Nice going Gus. I am somewhat surprised to hear you have an Albin 28. That is a US boat and I did not realize they sold them out of the US. I owned an Albin 27 and had the identical sea water strainer. That was the only boat I ever had and sold that I later wished I had it back. It was a great boat and I did a long cruise- over 2000 miles- on it. I am not a fisherman, but I like to see your photos and hear of your fishing trips.


----------



## gus (Dec 28, 2014)

RonGinger said:


> Only a model engineer would spend all that time to make a tool to use to make parts that would cost about $1 to buy, then make a lifetime supply of the parts.
> 
> Nice going Gus. I am somewhat surprised to hear you have an Albin 28. That is a US boat and I did not realize they sold them out of the US. I owned an Albin 27 and had the identical sea water strainer. That was the only boat I ever had and sold that I later wished I had it back. It was a great boat and I did a long cruise- over 2000 miles- on it. I am not a fisherman, but I like to see your photos and hear of your fishing trips.




Hi Ron,
One size gasket did not fit both strainers.Had to make a new cutter. Looks like the first cutter was overdesigned and the last cutter the simplest. New cutter cuts the same way as the first cutter.

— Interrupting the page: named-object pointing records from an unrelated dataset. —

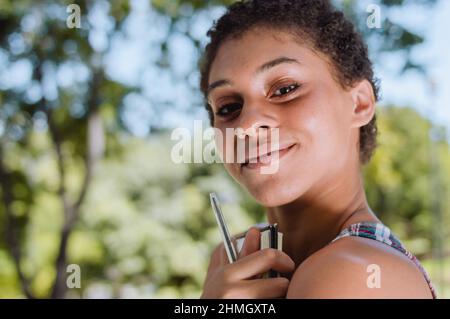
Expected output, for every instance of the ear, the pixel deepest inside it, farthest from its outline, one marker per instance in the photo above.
(364, 103)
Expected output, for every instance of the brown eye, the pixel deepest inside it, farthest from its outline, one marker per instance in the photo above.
(229, 109)
(286, 90)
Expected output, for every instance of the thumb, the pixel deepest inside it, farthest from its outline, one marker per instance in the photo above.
(251, 242)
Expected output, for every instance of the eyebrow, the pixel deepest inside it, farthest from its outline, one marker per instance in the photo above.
(263, 68)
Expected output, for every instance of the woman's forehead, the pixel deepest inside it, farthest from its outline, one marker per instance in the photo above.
(255, 48)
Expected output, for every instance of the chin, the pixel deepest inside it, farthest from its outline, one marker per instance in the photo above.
(275, 190)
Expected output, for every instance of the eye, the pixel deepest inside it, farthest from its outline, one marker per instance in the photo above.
(228, 109)
(286, 90)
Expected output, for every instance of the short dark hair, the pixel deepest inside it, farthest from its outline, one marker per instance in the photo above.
(317, 23)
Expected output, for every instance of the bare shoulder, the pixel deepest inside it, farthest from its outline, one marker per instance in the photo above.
(355, 267)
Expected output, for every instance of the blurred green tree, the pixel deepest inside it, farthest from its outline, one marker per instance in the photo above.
(56, 136)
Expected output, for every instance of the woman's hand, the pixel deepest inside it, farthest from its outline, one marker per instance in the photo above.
(241, 278)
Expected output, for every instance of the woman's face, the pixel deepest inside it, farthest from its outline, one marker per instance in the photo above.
(296, 94)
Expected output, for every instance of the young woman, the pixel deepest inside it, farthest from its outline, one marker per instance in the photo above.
(299, 66)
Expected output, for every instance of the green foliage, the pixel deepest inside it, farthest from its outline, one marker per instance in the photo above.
(145, 227)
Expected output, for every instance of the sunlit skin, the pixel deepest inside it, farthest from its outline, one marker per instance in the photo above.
(318, 189)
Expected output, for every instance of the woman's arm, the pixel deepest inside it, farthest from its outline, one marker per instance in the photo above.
(358, 268)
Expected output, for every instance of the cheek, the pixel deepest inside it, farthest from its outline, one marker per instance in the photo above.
(319, 127)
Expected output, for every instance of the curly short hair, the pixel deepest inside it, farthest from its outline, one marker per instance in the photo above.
(315, 22)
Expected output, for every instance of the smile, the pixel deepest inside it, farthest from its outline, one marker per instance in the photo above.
(266, 159)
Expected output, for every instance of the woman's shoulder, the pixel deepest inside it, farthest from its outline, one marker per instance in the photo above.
(355, 267)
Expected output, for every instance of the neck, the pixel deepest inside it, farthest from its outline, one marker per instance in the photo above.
(311, 222)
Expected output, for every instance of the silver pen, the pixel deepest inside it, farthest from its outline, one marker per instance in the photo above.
(229, 246)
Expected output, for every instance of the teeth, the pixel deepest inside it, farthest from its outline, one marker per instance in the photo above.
(265, 159)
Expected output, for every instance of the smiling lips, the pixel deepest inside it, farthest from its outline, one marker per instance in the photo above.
(266, 158)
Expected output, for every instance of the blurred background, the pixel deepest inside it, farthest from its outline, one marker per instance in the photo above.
(86, 114)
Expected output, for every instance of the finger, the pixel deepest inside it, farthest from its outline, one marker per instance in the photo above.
(259, 262)
(251, 242)
(218, 257)
(261, 289)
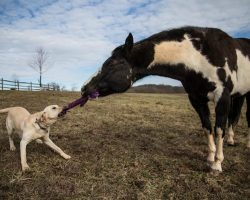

The Narrow Straits of Singapore used to have plenty of small/medium/big fish when I was a young man. With the pollution from palm oil refineries,fish became bit scarce but we still bring up good fish to feed ourselves from secret structures. My fishy mates were told to hold landing fish when strange boats come snooping and stealing spot. We don't mine passing some good spots to friendly boats but there is a danger of them cleaning out every fish every weekend. Take one or two at most and move on best to conserve. These guys are not conservation type but  depletive.


----------



## kiwi2 (Dec 29, 2014)

Why not try fixing a scalpel blade to an old compass or pair of dividers from your obsolete tech drawing tools? It would pay to add a bit of soapy water to lubricate the blade. 
Regards,
Alan C.


----------



## goldstar31 (Dec 29, 2014)

Cheap drawing sets and modelling knives go for a £1 a set in the UK but frankly I'd did say that I was involved with clarinets and earlier with making Northumbrian small pipes as well as professionally much earlier. 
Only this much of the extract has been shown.